Au Sénégal, une nouvelle enquête parlementaire secoue la vie politique. Le président de l’Assemblée nationale, Ousmane Sonko, et le groupe parlementaire Pastef ont lancé une commission d’enquête sur la gestion du programme « Un Étudiant, Un Ordinateur ». Plusieurs milliards de francs CFA sont concernés, dont un fonds d’environ deux milliards de francs dont l’origine reste floue.

Un programme sous surveillance depuis 2017

Le programme « Un Étudiant, Un Ordinateur » est piloté par le ministère de l’Enseignement supérieur, de la Recherche et de l’Innovation.

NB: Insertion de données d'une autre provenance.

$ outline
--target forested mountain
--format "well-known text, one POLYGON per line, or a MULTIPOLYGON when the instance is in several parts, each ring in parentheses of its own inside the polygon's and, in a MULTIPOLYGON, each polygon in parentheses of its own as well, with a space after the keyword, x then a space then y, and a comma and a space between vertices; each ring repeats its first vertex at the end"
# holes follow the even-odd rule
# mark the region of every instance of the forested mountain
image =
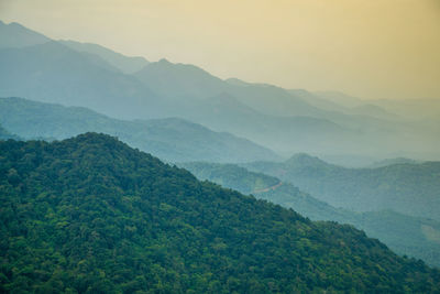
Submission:
POLYGON ((278 160, 274 152, 249 140, 176 118, 124 121, 87 108, 0 98, 0 123, 25 139, 61 140, 89 131, 108 133, 170 162, 278 160))
POLYGON ((9 139, 20 140, 18 135, 10 133, 8 130, 3 128, 3 126, 0 124, 0 140, 9 140, 9 139))
POLYGON ((345 168, 297 154, 283 163, 245 166, 288 181, 336 207, 355 211, 392 209, 440 220, 440 162, 345 168))
POLYGON ((377 238, 395 252, 422 259, 440 268, 440 221, 410 217, 393 210, 353 213, 334 208, 299 190, 288 182, 250 172, 235 164, 182 163, 199 179, 208 179, 243 194, 253 194, 310 218, 350 224, 377 238))
POLYGON ((113 138, 0 142, 1 287, 89 293, 435 293, 440 272, 113 138))

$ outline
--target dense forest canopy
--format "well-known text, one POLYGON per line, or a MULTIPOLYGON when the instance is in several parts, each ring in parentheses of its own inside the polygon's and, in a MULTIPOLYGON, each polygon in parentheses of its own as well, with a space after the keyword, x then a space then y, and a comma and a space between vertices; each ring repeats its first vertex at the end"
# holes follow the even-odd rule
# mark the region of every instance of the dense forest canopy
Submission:
POLYGON ((440 272, 87 133, 0 142, 3 292, 440 291, 440 272))
POLYGON ((413 217, 389 209, 355 213, 336 208, 301 192, 289 182, 263 173, 250 172, 237 164, 180 163, 199 179, 208 179, 258 199, 279 204, 310 218, 350 224, 369 237, 377 238, 393 251, 421 259, 440 268, 440 221, 413 217))

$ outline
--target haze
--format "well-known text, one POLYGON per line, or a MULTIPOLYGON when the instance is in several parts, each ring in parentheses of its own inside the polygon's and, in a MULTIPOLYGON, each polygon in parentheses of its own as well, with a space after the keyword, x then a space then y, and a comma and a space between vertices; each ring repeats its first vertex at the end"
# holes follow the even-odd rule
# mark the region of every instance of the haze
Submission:
POLYGON ((374 99, 440 97, 437 0, 1 0, 0 19, 223 78, 374 99))

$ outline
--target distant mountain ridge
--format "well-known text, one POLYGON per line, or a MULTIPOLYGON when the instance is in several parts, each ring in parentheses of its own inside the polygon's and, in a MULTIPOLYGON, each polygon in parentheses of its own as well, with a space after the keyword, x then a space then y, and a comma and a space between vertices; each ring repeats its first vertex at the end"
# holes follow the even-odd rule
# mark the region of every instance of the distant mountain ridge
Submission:
POLYGON ((183 119, 117 120, 87 108, 63 107, 22 98, 0 98, 0 123, 25 139, 66 139, 95 131, 121 140, 168 162, 278 160, 273 151, 230 133, 213 132, 183 119))
MULTIPOLYGON (((26 33, 32 44, 35 34, 26 33)), ((285 156, 310 152, 343 162, 350 154, 349 162, 355 156, 376 161, 440 155, 437 110, 432 118, 407 121, 405 116, 392 115, 402 111, 385 111, 377 108, 380 104, 365 106, 343 94, 223 80, 194 65, 166 59, 148 63, 77 42, 3 48, 0 65, 0 97, 87 107, 118 119, 179 117, 248 138, 285 156), (355 104, 338 106, 326 95, 355 104)))
POLYGON ((264 173, 250 172, 235 164, 194 162, 178 165, 201 181, 212 181, 243 194, 253 194, 256 198, 292 208, 311 220, 353 225, 365 230, 369 237, 378 238, 399 254, 419 258, 440 268, 440 239, 435 237, 440 233, 440 221, 410 217, 393 210, 359 214, 334 208, 288 182, 264 173))
POLYGON ((47 36, 24 28, 20 23, 11 22, 6 24, 1 20, 0 36, 0 48, 25 47, 51 41, 47 36))
POLYGON ((440 271, 105 134, 0 142, 2 292, 436 293, 440 271))
POLYGON ((393 209, 440 220, 440 162, 346 168, 300 154, 283 163, 255 162, 245 167, 288 181, 336 207, 393 209))

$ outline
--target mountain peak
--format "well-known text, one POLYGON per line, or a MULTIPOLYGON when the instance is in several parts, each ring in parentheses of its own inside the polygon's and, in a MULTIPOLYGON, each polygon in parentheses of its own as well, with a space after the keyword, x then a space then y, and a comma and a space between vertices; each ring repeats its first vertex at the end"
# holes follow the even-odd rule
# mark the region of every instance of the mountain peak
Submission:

Depuis son lancement en 2017, il a représenté un engagement cumulé d’environ quarante huit milliards de francs CFA, avec une dépense annuelle moyenne d’environ six milliards de francs.

Selon les députés de Pastef, ce programme aurait fonctionné pendant des années en dehors du cadre légal des marchés publics. Ils évoquent la signature répétée de contrats sans appel d’offres, sans contrôle préalable de l’organisme chargé de vérifier les marchés publics, et sans l’approbation du ministère des Finances, pourtant obligatoire au delà d’un certain montant.

Ces manquements auraient déjà coûté cher à l’État. Un marché exécuté en dehors du cadre légal aurait conduit l’État à payer une seconde fois une somme proche d’un milliard deux cent cinquante millions de francs CFA. Des soupçons de détournement portant sur plus d’un milliard de francs sont également évoqués.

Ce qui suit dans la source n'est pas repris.